I’m reading The First Thanksgiving by Robert Tracy McKenzie. In his introduction chapter he brings the precision of a historian to bear on the title of his book. What we commonly think of as the “first” Thanksgiving, with the Pilgrims in 1620, isn’t quite right. Here are some other titles he considered in order to be historically accurate. Given the options I think his choice was excellent.
What’s wrong with “The First Thanksgiving?” McKenzie explains, “Giving thanks is surely an ancient human practice, and no one seriously believes that the Pilgrims at Plymouth were the first to stop and thank their Creator for a bountiful harvest.” (8)
How about “The First American Thanksgiving?” No, still not quite right. “Spanish documents refer to a thanksgiving mass celebrated shortly after conquistadors landed at St. Augustine, Florida, in 1565—at a time when only two of the Pilgrims had even been born.” (8)
Ok, how about “The First American Protestant Christian Thanksgiving?” Getting closer but still not quite there. “It overlooks the evidence of one thanksgiving service in 1564 near present-day Jacksonville, Florida, held by French Huguenots (who would soon be slaughtered by Spaniards from St. Augustine); one in 1607 at a short-lived English colony on the coast of Maine; and two others among English colonists in Virginia, in 1610 and 1619.” (9)
Where does this leave us? “The First American Protestant Christian Thanksgiving North of Virginia and South of Maine.” Historically accurate but a sure-fire killer for a book title in this day.

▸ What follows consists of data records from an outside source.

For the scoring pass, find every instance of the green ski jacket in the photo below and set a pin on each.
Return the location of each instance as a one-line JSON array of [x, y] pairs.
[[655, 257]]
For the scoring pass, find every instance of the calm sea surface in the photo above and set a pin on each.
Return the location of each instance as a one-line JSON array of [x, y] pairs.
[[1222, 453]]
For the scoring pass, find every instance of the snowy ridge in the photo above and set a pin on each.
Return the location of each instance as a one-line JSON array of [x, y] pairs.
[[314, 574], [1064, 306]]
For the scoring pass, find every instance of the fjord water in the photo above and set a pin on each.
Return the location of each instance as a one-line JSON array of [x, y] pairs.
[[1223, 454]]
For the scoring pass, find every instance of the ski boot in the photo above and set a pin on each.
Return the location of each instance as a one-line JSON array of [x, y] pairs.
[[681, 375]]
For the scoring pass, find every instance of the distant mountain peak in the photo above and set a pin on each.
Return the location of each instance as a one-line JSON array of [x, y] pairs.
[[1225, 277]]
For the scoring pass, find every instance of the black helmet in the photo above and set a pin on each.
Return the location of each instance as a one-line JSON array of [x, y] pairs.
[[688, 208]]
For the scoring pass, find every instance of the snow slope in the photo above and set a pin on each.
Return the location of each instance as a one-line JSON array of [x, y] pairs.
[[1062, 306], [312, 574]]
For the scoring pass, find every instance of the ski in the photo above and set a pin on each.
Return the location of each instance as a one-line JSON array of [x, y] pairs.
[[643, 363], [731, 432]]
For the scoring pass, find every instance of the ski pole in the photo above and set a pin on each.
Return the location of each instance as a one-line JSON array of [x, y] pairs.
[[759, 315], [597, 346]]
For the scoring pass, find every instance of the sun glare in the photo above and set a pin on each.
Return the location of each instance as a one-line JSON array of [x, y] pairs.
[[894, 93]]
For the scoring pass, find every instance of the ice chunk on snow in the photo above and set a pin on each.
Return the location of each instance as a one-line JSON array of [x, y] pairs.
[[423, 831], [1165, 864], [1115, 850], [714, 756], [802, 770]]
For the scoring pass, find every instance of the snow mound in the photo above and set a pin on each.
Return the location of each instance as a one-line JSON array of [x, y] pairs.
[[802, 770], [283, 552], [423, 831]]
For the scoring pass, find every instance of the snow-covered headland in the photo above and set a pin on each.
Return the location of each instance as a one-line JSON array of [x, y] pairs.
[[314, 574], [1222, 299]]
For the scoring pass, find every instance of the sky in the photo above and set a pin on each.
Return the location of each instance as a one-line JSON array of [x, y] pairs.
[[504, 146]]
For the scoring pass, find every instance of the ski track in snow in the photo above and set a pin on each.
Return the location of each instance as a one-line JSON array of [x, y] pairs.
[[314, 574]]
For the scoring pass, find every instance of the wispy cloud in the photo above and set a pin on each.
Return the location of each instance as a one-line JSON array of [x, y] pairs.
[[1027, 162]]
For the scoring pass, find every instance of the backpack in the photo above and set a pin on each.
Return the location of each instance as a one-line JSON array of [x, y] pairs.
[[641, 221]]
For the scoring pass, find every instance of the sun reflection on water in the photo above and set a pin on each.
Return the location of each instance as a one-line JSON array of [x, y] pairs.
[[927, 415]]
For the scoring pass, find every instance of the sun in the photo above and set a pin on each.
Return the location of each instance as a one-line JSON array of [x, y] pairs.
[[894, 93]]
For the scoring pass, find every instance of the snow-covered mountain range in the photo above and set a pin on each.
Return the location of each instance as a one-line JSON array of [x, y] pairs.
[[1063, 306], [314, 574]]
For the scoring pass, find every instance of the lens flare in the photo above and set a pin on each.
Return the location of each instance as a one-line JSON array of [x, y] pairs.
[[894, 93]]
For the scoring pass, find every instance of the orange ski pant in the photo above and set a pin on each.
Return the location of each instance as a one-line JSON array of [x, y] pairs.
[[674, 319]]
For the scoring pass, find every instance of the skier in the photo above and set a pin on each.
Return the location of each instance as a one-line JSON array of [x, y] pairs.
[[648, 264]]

McKenzie’s goal is not to “debunk a treasured American tradition.” (9) Far from it. He does want us to think about it. “The story of the First Thanksgiving is central to how we, as Americans, remember our origins. The subsequent development of the Thanksgiving holiday speaks volumes about how we have defined our identity across the centuries.”
In this Introduction he also laments the demise of our history in any kind of history at all. We are “unwitting disciples” of the late Henry Ford who once remarked, “I don’t know much about history, and I wouldn’t give a nickel for all the history in the world. We want to live in the present, and the only history that is worth a tinker’s dam is the history we make today.” (11)
I’ll leave you with just one more paragraph from this amazing intro.
“By one estimate, only 6 percent of all the human beings who have ever lived are alive right now, yet we write off the other 94 percent, jettisoning history from the curriculum in favor of purportedly more practical subjects. G.K. Chesterton’s observation of a century ago rings true for us today: too many of us consign our forebears to oblivion, rejecting ‘the democracy of the dead’ in order to bow to that ‘small and arrogant oligarchy of those who merely happen to be walking about.'” (11)
Beautifully said. The Introduction alone is worth the price of the book and once you’re done with that you won’t want to stop. The First Thanksgiving is from IVP Academic. It is a paperback with 219 pages and sells for $18.00.